How About We Write Something?

Ah, I remember my last blog post like it was yesterday.

But it wasn’t yesterday.

In fact, I really don’t remember my last blog post. Probably lamenting farming or pouring sickeningly sweet words on my wife.

It has been a while. Maybe too long.

Can I still do this? Do I still have readers?

Let’s find out.

Management is very different than…not-management. Let me tell you. Wow. The things I didn’t know. The things I wish I didn’t know.

“Sure, I’ll take that promotion. Thanks.”

Geez. What a n00b.

Farming isn’t quite what you read about in the magazines. It’s not all fluffy bunnies and fresh strawberries. There is a fair portion of blood and manure and sickness and vet bills and sweat, hard work and sometimes the only sleep that can be had is when you are traveling in a car. Hope you’re not driving.

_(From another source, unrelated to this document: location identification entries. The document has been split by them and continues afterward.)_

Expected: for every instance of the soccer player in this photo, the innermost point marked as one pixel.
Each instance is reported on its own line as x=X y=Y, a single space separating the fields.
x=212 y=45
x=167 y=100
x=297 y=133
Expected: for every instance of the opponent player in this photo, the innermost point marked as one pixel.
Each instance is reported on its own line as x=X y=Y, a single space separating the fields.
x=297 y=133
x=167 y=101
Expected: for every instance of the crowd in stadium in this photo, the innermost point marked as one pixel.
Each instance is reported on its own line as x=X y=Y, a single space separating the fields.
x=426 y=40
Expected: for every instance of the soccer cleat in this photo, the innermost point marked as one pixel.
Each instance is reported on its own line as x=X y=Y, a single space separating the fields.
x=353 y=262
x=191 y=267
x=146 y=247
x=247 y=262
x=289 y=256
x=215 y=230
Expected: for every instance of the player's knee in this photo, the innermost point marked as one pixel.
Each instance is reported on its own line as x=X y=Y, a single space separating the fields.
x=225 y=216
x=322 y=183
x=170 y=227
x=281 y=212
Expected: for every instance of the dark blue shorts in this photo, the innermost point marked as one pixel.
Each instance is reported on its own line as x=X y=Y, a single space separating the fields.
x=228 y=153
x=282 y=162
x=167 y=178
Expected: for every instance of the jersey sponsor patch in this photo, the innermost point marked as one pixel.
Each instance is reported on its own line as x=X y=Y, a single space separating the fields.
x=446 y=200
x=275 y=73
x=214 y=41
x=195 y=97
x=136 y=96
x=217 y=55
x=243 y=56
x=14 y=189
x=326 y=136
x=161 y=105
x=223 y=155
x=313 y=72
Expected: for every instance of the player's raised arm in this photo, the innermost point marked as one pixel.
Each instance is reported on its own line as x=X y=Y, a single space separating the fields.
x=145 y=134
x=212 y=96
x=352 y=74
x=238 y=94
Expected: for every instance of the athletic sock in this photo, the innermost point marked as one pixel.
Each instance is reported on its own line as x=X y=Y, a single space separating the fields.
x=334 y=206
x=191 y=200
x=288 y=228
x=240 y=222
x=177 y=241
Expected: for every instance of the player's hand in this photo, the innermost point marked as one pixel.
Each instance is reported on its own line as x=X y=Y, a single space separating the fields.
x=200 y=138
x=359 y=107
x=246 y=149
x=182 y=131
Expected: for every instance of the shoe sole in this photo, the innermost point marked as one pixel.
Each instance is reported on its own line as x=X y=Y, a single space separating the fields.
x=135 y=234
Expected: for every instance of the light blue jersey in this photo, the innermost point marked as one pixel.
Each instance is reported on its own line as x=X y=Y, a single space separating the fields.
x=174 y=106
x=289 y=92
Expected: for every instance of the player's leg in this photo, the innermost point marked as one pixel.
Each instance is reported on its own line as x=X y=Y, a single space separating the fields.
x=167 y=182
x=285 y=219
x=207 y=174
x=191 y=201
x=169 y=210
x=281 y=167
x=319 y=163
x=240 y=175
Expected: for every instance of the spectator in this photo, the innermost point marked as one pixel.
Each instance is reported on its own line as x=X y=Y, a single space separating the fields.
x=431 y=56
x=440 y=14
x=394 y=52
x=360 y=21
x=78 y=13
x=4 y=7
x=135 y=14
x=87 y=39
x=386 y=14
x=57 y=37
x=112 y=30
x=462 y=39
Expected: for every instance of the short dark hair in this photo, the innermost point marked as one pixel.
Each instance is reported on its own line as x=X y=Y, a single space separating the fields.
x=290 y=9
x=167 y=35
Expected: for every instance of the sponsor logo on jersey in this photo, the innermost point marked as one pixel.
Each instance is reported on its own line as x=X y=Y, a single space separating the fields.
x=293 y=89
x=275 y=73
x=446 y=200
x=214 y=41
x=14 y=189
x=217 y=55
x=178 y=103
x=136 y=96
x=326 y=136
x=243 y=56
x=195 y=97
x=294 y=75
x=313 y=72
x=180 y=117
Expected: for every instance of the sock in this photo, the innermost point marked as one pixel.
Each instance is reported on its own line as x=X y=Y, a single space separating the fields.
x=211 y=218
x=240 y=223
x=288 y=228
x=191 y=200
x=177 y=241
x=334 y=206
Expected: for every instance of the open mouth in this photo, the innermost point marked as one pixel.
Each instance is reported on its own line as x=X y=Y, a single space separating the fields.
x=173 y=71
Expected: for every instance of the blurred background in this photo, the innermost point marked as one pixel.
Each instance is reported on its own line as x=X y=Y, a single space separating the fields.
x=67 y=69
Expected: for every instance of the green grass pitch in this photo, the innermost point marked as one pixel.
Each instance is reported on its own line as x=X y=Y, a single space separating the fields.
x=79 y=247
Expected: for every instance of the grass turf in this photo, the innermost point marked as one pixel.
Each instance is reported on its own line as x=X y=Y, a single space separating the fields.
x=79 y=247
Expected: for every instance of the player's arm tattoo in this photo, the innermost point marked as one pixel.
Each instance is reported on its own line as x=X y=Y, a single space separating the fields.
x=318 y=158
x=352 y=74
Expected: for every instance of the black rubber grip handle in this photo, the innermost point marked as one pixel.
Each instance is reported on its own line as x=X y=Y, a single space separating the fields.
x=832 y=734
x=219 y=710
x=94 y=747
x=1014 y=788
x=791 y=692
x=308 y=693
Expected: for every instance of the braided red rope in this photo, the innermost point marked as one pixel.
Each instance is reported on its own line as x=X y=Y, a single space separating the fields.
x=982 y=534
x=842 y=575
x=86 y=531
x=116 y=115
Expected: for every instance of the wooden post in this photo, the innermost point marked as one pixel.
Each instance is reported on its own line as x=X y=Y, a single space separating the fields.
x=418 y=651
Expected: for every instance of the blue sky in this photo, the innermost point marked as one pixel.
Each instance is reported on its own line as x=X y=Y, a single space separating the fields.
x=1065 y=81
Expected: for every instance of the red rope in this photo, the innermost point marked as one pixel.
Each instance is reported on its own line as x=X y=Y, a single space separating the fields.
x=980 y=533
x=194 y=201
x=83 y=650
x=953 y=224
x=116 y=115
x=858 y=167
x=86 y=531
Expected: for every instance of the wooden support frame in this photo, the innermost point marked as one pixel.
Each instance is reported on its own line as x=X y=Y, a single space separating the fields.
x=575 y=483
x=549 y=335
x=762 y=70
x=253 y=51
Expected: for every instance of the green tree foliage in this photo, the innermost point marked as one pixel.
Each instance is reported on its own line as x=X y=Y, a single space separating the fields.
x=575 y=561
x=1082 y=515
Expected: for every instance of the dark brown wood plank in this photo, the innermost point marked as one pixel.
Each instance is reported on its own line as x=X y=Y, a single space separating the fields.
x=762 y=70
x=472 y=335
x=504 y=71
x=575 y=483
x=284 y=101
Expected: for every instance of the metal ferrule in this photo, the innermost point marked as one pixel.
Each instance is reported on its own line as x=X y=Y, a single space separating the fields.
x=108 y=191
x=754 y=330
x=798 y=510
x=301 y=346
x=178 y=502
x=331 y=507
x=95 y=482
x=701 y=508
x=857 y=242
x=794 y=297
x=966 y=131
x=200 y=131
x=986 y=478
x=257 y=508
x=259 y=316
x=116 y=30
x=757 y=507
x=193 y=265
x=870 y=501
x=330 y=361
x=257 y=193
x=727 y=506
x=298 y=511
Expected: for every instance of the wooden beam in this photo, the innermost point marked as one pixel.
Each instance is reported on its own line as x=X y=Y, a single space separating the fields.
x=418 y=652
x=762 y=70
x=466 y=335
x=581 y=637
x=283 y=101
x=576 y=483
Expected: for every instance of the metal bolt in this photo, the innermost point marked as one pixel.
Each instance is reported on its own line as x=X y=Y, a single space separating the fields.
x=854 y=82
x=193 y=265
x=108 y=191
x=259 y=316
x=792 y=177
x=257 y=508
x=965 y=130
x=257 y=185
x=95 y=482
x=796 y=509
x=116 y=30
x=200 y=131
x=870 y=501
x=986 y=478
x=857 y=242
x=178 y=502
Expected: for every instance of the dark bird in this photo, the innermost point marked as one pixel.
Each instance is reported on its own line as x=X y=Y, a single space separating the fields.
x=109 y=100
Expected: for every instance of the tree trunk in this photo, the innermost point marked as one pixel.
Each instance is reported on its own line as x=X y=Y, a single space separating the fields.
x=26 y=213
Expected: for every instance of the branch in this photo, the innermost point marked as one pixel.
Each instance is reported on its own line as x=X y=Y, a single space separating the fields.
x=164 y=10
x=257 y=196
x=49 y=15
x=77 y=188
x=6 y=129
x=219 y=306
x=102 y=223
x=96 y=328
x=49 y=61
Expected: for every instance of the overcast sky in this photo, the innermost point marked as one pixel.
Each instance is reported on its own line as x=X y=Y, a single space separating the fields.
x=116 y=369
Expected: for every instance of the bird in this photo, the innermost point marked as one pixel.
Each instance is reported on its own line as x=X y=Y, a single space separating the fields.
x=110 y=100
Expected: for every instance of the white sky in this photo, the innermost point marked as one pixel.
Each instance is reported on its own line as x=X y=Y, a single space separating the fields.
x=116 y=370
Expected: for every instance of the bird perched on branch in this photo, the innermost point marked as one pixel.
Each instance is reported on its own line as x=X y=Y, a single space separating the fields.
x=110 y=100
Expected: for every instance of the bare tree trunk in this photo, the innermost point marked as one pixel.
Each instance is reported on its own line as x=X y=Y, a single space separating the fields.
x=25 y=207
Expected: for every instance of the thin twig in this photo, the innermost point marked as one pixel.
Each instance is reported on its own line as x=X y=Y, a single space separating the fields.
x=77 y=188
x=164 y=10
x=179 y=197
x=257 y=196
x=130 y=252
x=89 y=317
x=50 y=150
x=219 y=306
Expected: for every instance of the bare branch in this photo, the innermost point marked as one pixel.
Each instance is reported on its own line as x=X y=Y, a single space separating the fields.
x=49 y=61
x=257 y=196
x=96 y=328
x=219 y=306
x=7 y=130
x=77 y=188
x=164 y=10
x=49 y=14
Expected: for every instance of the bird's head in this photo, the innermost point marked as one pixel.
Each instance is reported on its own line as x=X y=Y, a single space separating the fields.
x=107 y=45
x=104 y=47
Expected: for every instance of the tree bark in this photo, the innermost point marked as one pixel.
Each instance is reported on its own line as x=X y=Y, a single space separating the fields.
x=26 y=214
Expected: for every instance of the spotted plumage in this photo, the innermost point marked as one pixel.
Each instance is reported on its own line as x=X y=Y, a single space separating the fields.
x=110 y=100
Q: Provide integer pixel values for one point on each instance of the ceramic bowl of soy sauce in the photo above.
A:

Management is similar. Less blood. Same amount of manure. Replace the vet with a talent recruiter, cull out the non-performers and drink a lot of alcohol and you’ll have the idea.

I’ve been a little stressed.

Not sleeping well. Not coping well.

Mostly this is an adjustment period. I don’t think it’s bad. Just an adjustment period. I have been forced to grow and that growth has come hard.

Look, man, I know you think this is a blog about farming but it’s not. It’s just not. It’s a blog about a farm. And I’m the farmer’s husband. So I’m going to tell you how it is on the farm.

We start our day early, milk the cow, unleash the chickens, check feed and water, shower, shave, get dressed and roll on in to work. Then people throw stuff at me for several hours until I come home to move cows, check water, gather eggs, have dinner, close up birds and fall asleep on the couch. Somebody does the dishes. Somebody cooks. Somebody does laundry. Somebody mows the grass. I don’t know who. I just try to make sure the things we need are where we need them so the work can get done.

And it does.

And along the way I try to reinforce positive relationships with and between the people I depend on.

And that’s management.

I just hope Julie doesn’t quit. I don’t think I could take that right now. I love you Boo. You are my favorite person. I need you!

I’ll try to make this blog thing happen again. I treasure the people who make time to read my nonsense. Much of my writing is more asking than telling. More wondering. Me admitting that I have no idea.

I have no idea.

I enjoy when readers take the time to minister to me or help me to puzzle something out.

Thank you for your patience. I promise to post something tomorrow…even if it’s just kitten pictures.